The Math Behind the Magic The spaced repetition algorithm I implemented is the proven SM-2 formula:

\text{interval}(n) = \text{interval}(n-1) \times \text{easiness} Where easiness factor (EF) is adjusted by response quality (q \in [0,5]):

EF' = EF + (0.1 - (5 - q) \times (0.08 + (5 - q) \times 0.02)) For a card rated Again ((q = 0)):

EF' = EF - 0.8 \quad \text{(capped at 1.3)} For a card rated Easy ((q = 5)):

EF' = EF + 0.1 This is the same algorithm used by Anki, SuperMemo, and every serious spaced repetition app in the world.

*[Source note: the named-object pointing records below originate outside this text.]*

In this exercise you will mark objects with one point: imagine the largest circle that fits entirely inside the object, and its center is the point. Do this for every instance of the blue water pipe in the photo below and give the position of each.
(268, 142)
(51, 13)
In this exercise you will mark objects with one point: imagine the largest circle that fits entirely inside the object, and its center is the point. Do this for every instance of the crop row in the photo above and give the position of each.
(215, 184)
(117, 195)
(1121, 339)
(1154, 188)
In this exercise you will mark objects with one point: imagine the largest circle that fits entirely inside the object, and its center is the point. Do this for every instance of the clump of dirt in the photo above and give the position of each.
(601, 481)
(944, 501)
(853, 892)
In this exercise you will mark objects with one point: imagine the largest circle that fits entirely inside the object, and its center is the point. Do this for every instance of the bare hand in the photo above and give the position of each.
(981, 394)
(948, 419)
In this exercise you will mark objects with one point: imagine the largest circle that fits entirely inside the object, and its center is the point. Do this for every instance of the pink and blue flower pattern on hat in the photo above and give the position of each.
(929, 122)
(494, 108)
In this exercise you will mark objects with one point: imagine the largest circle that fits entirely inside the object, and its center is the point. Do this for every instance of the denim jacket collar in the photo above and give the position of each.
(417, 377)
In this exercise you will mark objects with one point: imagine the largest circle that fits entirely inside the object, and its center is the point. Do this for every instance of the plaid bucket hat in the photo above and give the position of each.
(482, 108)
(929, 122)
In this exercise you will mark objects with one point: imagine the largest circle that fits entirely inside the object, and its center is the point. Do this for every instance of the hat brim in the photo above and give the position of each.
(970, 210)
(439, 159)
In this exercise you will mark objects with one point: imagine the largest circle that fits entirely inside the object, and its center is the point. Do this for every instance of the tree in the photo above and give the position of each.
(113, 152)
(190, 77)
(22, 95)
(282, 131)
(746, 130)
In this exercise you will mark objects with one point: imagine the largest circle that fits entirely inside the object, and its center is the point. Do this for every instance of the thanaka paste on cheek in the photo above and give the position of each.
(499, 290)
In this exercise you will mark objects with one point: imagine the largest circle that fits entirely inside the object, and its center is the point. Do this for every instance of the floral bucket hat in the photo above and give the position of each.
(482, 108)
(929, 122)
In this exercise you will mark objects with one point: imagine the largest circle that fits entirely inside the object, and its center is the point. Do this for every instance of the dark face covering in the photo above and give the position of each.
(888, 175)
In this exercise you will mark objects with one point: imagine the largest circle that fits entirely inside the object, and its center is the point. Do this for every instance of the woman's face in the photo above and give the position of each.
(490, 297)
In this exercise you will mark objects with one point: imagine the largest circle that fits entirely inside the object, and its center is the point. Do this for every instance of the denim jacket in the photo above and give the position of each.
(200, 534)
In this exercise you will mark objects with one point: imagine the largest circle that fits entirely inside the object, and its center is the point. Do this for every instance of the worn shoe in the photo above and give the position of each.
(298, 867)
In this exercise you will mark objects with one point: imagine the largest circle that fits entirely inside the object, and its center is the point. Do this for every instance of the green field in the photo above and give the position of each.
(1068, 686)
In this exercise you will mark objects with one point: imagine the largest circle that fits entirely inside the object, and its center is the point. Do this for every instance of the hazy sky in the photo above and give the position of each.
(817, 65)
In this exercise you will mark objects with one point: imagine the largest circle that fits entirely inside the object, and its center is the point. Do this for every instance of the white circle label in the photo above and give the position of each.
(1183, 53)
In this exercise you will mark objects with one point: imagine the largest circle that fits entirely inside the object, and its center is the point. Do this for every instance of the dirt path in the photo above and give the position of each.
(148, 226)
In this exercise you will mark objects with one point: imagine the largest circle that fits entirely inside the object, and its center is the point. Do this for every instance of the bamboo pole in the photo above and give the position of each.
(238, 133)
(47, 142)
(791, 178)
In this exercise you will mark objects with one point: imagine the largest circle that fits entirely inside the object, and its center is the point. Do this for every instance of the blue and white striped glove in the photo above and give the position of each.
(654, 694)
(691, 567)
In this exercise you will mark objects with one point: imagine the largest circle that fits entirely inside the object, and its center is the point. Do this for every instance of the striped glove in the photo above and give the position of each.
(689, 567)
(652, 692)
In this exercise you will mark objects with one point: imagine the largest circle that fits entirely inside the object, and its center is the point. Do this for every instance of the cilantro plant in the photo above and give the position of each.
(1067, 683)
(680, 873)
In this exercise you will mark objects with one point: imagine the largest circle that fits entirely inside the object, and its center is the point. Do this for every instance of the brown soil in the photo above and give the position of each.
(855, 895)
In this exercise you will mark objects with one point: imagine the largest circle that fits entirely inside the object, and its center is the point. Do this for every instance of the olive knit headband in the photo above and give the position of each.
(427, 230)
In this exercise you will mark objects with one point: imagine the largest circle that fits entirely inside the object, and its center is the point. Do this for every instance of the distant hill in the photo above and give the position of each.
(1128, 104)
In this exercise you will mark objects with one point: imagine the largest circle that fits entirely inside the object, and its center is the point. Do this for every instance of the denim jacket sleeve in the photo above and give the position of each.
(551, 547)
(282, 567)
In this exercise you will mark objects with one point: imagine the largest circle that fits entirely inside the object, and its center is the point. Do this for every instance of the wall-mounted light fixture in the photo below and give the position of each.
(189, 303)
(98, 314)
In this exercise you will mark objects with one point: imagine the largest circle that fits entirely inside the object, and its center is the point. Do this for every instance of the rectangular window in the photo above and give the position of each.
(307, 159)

Challenges I Faced Challenge 1: LLM Output Is Unpredictable The quiz generation Edge Function sometimes returned malformed JSON. I solved this by adding strict schema enforcement and a retry loop with error feedback.

Challenge 2: TTS Audio Playback The TTS API returns base64-encoded audio data. I had to decode it client-side into a Blob, create an object URL, and manage audio lifecycle (pause on page change, prevent overlapping playback). It took three iterations to get smooth.

Challenge 3: Mobile Responsiveness At 375px width, the chat panel, flashcard flip animation, and mind map modal all broke. I had to ask MeDo to run a dedicated audit and fix overflow, font scaling, and touch targets.

Challenge 4: SM-2 Algorithm Edge Cases The spaced repetition math has hidden edge cases: easiness factor must never drop below 1.3, intervals must reset on "Again" regardless of history, and duplicate cards must be prevented. Each required careful unit-level thinking.